Ultimately I think Link and Zelda make for a good couple not just because they have so much shared history together, but specifically because both are canonically kind of weird. Zelda makes people eat frogs, and Link is someone who eats rocks. I prefer to imagine that even before the Calamity Zelda could fully be herself around Link. And in TotK it's clear she has a high opinion of Link, considering how much she brags about him to Rauru (which was a super cute scene).
Since we've been taking note of any hand holding instances between Link and Zelda it should be noted that there's some of those here as well, though none of them are what I'd classify anywhere near romantic. As the bodyguard Link drags Zelda by the hand when they run away from enemies, and the ultimate hand holding game TotK also gives one hand holding moment to Zelink too (though Link holds hands in pretty much every important character in that game). And we also get a little princess carry moment at the end so that's cool.
While I don't think any of the games confirm that they are canonically a couple, I think there's a lot that points in that direction. Kass relays his teacher's observation that Zelda was in fact in love with Link, and while this is third-hand information and either Kass or the teacher could have misunderstood something, but that just feels like a really strange thing to put in the game especially when it isn't challenged in any way. Then there's the TotK house debate which has been discussed to death, so I'll just state the often listed things that Link can only sleep in the bed of this house, and if Zelda lived alone she wouldn't have as much need for a private study. And also the process of elimination: the game doesn't really give Link any other house where he would have lived during the years between BotW and TotK.
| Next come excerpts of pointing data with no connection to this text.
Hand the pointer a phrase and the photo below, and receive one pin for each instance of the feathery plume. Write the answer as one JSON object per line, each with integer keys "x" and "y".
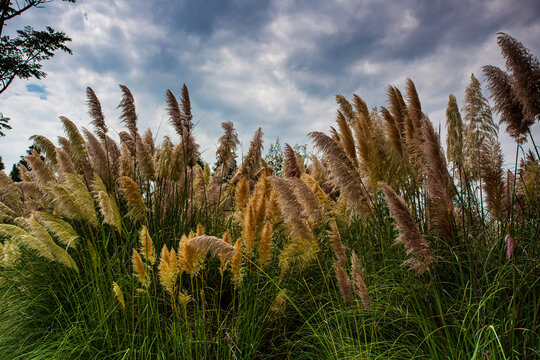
{"x": 10, "y": 194}
{"x": 410, "y": 234}
{"x": 118, "y": 292}
{"x": 360, "y": 287}
{"x": 337, "y": 246}
{"x": 63, "y": 201}
{"x": 510, "y": 246}
{"x": 139, "y": 269}
{"x": 265, "y": 245}
{"x": 132, "y": 194}
{"x": 227, "y": 145}
{"x": 346, "y": 137}
{"x": 345, "y": 108}
{"x": 438, "y": 183}
{"x": 21, "y": 237}
{"x": 310, "y": 203}
{"x": 107, "y": 210}
{"x": 291, "y": 209}
{"x": 242, "y": 193}
{"x": 126, "y": 167}
{"x": 525, "y": 70}
{"x": 6, "y": 214}
{"x": 492, "y": 175}
{"x": 248, "y": 230}
{"x": 291, "y": 166}
{"x": 212, "y": 244}
{"x": 454, "y": 131}
{"x": 252, "y": 160}
{"x": 98, "y": 156}
{"x": 175, "y": 116}
{"x": 77, "y": 146}
{"x": 236, "y": 264}
{"x": 480, "y": 126}
{"x": 38, "y": 232}
{"x": 186, "y": 108}
{"x": 145, "y": 162}
{"x": 414, "y": 108}
{"x": 61, "y": 229}
{"x": 127, "y": 140}
{"x": 64, "y": 162}
{"x": 168, "y": 269}
{"x": 129, "y": 115}
{"x": 147, "y": 246}
{"x": 94, "y": 110}
{"x": 344, "y": 283}
{"x": 509, "y": 108}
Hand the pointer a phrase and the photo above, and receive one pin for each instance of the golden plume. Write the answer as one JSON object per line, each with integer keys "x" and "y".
{"x": 236, "y": 264}
{"x": 506, "y": 104}
{"x": 145, "y": 162}
{"x": 126, "y": 161}
{"x": 139, "y": 270}
{"x": 132, "y": 194}
{"x": 10, "y": 194}
{"x": 40, "y": 172}
{"x": 39, "y": 233}
{"x": 347, "y": 140}
{"x": 248, "y": 230}
{"x": 77, "y": 145}
{"x": 344, "y": 283}
{"x": 94, "y": 110}
{"x": 360, "y": 287}
{"x": 82, "y": 197}
{"x": 310, "y": 203}
{"x": 290, "y": 165}
{"x": 291, "y": 210}
{"x": 492, "y": 175}
{"x": 438, "y": 182}
{"x": 129, "y": 115}
{"x": 242, "y": 193}
{"x": 265, "y": 245}
{"x": 21, "y": 237}
{"x": 148, "y": 141}
{"x": 410, "y": 234}
{"x": 61, "y": 229}
{"x": 524, "y": 69}
{"x": 98, "y": 156}
{"x": 65, "y": 164}
{"x": 168, "y": 269}
{"x": 251, "y": 161}
{"x": 228, "y": 142}
{"x": 119, "y": 294}
{"x": 337, "y": 246}
{"x": 147, "y": 246}
{"x": 212, "y": 244}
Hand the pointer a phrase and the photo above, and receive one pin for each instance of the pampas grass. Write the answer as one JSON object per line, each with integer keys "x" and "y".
{"x": 131, "y": 192}
{"x": 410, "y": 236}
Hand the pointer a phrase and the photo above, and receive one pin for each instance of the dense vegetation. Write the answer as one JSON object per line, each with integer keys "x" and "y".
{"x": 135, "y": 250}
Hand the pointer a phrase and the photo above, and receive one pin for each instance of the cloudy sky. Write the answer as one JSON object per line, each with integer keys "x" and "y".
{"x": 276, "y": 64}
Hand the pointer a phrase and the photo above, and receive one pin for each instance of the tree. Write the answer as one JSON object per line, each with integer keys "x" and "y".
{"x": 15, "y": 174}
{"x": 22, "y": 56}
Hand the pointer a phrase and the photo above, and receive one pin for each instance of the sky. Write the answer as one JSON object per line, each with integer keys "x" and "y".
{"x": 269, "y": 63}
The previous Zelda dads have been pretty boring (either just generically nice or lacking any proper characterisation), so I welcome King Rhoam to this group. He's a pretty hated character for obvious reasons, but I like him because even though he was a terrible father, as a character he is interesting. The story also has more bite to it if everyone isn't just besties with everyone, and Zelda's distress feels more personal when her inability to awaken her powers doesn't affect just faceless masses and instead the constant reminder of her failures has a face. There are many scenes where he impedes or belittles her research or forbids it altogether, and in general the two appear to have a pretty formal and distant relationship.
Many in the audience want Rhoam's head on a stake for his horrid parenting, but I'd say that in canon Zelda is more willing for reconciliation, at least if AoC is anything to go by. According to his diary, Rhoam had been a strict father ever since the queen died (so Zelda was six) and there is little material on them actually having any positive interaction, but I figure there must have been something at least, or at least Zelda appears to value his approval. I do wonder how Zelda feels about her dad after the events of BotW since she probably got to read his diary and Link must have told him about the "old man".
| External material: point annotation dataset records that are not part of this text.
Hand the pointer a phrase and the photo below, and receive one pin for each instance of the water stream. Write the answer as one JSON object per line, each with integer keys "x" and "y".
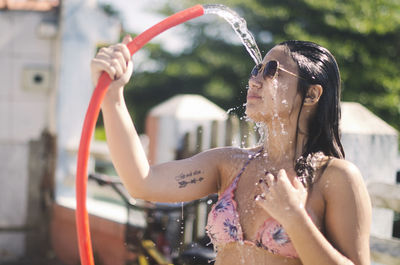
{"x": 239, "y": 25}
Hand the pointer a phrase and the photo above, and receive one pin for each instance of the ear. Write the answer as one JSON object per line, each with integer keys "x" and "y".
{"x": 313, "y": 95}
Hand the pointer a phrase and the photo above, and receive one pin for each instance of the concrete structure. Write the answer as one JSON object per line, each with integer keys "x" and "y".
{"x": 45, "y": 50}
{"x": 372, "y": 145}
{"x": 168, "y": 122}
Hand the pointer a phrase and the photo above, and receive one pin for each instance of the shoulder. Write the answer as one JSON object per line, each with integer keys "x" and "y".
{"x": 230, "y": 161}
{"x": 342, "y": 179}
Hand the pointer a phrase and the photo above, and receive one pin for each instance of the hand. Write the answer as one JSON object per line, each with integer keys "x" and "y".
{"x": 280, "y": 198}
{"x": 116, "y": 61}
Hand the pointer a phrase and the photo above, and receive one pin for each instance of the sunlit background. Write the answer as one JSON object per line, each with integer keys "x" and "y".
{"x": 188, "y": 88}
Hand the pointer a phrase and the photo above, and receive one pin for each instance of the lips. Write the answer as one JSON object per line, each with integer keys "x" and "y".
{"x": 253, "y": 97}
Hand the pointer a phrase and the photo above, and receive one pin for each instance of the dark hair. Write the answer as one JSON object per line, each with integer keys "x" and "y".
{"x": 318, "y": 66}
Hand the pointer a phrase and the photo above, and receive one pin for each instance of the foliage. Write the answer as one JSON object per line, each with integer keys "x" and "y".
{"x": 363, "y": 35}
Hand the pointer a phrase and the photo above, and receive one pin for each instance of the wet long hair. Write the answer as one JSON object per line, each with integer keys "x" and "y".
{"x": 318, "y": 66}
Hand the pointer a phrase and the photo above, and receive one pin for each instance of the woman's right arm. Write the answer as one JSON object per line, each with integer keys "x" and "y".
{"x": 175, "y": 181}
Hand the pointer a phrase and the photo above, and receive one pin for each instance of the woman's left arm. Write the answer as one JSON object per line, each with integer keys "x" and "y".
{"x": 347, "y": 218}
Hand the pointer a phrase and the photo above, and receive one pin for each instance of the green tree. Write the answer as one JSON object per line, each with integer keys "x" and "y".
{"x": 364, "y": 36}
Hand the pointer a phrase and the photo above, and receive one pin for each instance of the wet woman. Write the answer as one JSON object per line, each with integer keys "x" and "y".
{"x": 293, "y": 200}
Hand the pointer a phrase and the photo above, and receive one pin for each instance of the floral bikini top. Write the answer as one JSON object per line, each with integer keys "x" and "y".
{"x": 223, "y": 224}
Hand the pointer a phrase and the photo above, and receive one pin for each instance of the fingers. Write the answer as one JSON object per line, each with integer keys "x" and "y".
{"x": 127, "y": 38}
{"x": 113, "y": 60}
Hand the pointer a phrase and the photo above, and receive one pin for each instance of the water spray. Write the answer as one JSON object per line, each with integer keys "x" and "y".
{"x": 81, "y": 215}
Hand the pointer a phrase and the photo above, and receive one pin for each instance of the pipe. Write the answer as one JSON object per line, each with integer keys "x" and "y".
{"x": 81, "y": 214}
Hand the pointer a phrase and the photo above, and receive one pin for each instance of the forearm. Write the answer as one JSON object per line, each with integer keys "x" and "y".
{"x": 126, "y": 150}
{"x": 311, "y": 244}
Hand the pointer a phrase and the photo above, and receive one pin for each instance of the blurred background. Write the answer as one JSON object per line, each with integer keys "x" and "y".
{"x": 186, "y": 94}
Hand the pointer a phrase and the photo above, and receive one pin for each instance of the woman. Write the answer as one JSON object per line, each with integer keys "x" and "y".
{"x": 293, "y": 200}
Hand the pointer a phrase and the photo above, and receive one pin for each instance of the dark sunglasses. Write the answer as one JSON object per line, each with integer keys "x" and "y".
{"x": 270, "y": 70}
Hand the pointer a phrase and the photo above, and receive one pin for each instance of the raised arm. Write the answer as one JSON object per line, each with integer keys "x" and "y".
{"x": 174, "y": 181}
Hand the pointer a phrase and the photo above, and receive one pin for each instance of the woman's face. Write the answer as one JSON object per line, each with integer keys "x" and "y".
{"x": 274, "y": 98}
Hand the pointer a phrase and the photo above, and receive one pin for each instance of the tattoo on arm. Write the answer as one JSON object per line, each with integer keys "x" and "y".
{"x": 191, "y": 177}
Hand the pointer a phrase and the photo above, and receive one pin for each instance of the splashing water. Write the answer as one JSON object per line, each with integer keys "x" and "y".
{"x": 239, "y": 25}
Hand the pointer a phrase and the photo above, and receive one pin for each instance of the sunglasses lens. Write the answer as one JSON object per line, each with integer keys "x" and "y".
{"x": 256, "y": 70}
{"x": 270, "y": 69}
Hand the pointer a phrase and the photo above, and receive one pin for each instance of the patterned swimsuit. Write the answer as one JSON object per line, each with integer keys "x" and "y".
{"x": 223, "y": 224}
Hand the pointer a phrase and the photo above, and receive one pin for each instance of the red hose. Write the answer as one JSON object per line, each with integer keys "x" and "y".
{"x": 82, "y": 219}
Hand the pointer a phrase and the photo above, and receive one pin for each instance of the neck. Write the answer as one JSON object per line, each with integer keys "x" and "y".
{"x": 283, "y": 144}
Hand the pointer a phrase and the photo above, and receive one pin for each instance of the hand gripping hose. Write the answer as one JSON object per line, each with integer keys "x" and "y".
{"x": 82, "y": 220}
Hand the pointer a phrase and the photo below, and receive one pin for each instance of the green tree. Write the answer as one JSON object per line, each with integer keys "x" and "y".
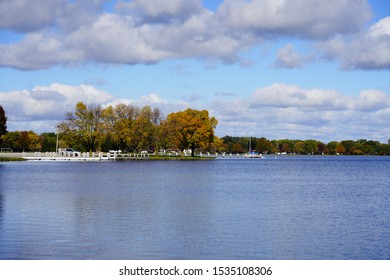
{"x": 48, "y": 141}
{"x": 192, "y": 129}
{"x": 118, "y": 125}
{"x": 3, "y": 123}
{"x": 299, "y": 147}
{"x": 311, "y": 146}
{"x": 84, "y": 128}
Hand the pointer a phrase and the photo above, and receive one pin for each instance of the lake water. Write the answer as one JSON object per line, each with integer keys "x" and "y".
{"x": 285, "y": 208}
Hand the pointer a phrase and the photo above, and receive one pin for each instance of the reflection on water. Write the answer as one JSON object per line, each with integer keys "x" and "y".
{"x": 289, "y": 208}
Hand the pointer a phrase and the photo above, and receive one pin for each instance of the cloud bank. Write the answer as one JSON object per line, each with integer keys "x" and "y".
{"x": 60, "y": 32}
{"x": 276, "y": 111}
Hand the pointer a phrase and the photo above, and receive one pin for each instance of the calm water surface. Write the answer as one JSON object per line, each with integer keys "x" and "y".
{"x": 284, "y": 208}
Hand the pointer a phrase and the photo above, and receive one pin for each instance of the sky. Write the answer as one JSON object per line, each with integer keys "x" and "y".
{"x": 296, "y": 69}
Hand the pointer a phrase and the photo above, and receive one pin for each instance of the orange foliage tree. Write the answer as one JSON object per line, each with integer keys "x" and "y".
{"x": 191, "y": 129}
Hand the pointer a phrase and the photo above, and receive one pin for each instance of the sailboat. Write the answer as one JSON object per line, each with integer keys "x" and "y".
{"x": 252, "y": 154}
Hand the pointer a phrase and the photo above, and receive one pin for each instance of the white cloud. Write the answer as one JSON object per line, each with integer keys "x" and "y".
{"x": 27, "y": 15}
{"x": 70, "y": 33}
{"x": 369, "y": 51}
{"x": 300, "y": 18}
{"x": 288, "y": 57}
{"x": 155, "y": 11}
{"x": 289, "y": 111}
{"x": 43, "y": 107}
{"x": 276, "y": 111}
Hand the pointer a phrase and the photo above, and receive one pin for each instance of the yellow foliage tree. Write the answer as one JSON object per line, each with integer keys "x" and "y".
{"x": 191, "y": 129}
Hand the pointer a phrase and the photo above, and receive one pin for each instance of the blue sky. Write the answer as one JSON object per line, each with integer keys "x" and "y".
{"x": 279, "y": 69}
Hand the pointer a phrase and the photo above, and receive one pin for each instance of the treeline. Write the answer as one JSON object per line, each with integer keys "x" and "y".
{"x": 133, "y": 129}
{"x": 305, "y": 147}
{"x": 123, "y": 127}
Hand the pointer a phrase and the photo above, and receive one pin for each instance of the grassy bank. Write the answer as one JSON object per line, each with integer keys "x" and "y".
{"x": 153, "y": 157}
{"x": 3, "y": 159}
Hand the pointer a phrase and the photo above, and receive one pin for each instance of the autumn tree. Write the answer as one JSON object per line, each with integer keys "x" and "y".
{"x": 84, "y": 127}
{"x": 145, "y": 129}
{"x": 192, "y": 129}
{"x": 3, "y": 122}
{"x": 118, "y": 125}
{"x": 22, "y": 141}
{"x": 299, "y": 147}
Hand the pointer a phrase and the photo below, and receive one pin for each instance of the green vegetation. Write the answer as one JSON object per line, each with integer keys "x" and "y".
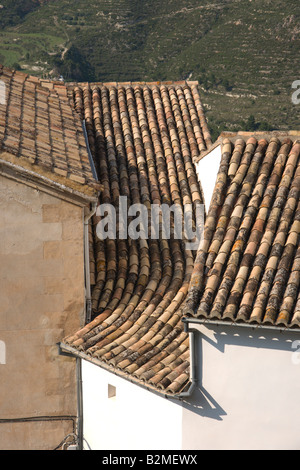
{"x": 245, "y": 54}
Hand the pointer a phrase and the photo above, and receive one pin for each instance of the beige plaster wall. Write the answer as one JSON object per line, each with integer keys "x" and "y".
{"x": 41, "y": 301}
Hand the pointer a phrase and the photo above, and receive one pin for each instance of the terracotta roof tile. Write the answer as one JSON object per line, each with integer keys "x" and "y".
{"x": 39, "y": 126}
{"x": 247, "y": 269}
{"x": 144, "y": 138}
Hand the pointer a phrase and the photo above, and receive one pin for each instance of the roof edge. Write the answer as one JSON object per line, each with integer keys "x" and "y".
{"x": 65, "y": 348}
{"x": 32, "y": 175}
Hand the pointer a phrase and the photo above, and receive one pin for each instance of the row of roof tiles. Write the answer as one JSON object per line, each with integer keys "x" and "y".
{"x": 144, "y": 139}
{"x": 40, "y": 128}
{"x": 247, "y": 268}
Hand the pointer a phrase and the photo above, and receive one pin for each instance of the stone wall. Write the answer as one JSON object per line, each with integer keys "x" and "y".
{"x": 41, "y": 301}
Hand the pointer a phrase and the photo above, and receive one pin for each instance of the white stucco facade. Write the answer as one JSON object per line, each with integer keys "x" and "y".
{"x": 207, "y": 169}
{"x": 133, "y": 419}
{"x": 247, "y": 397}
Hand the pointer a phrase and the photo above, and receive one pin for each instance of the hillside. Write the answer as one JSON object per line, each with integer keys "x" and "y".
{"x": 244, "y": 53}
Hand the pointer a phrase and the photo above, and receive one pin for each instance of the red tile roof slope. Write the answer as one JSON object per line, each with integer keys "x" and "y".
{"x": 248, "y": 266}
{"x": 144, "y": 138}
{"x": 40, "y": 128}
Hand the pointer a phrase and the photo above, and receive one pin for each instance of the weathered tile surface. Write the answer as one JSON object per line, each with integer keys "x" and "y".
{"x": 247, "y": 269}
{"x": 144, "y": 138}
{"x": 39, "y": 126}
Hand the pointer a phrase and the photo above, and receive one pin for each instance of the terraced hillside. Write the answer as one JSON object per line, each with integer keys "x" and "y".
{"x": 244, "y": 53}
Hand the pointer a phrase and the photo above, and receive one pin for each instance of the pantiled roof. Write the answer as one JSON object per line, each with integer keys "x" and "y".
{"x": 144, "y": 138}
{"x": 40, "y": 131}
{"x": 247, "y": 268}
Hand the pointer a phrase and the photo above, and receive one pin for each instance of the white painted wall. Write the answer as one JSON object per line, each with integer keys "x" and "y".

In TotK Zelda gets more competent parental figures in Rauru and Sonia. It's a shame the game itself doesn't bring this up, but at least there is an interview that compares Zelda's parents to them. Through the power of magic and plot convenience they instantly sense that Zelda is trustworthy and become incredibly supportive of her. It really makes a huge difference for Zelda when she gets some actual guidance for unlocking her new magic powers, and unlike her BotW experience where she's constantly reminded of how necessary her contribution is to saving the world, this time she is told that this is not her fight and she is allowed to focus on her own issues. She eventually becomes a part of Rauru's inner circle and anti-Ganondorf team. I really like how Rauru treats Zelda, in that he consistently acts like the adult in the relationship and always remains supportive, but also doesn't baby her either and lets her make her own decisions.
While the other Beast Pilots primarily have a notable relationship with Link, Urbosa is more about Zelda as a mother figure or a "cool aunt" type. Urbosa is consistently supportive towards Zelda; she consoles her when her powers fail to awaken, was present to help when kid Zelda almost passed out from praying in cold water, puts her hand on her shoulder when she's stressed, and tries to do something about her strained relationship with Link. It's clear that the two are very close and go way back and Zelda has opened to her about her feelings. Zelda also acts more relaxed around Urbosa, like in the cute scene in Champion's ballad where they laugh together about having to put up a formal act in front of an audience.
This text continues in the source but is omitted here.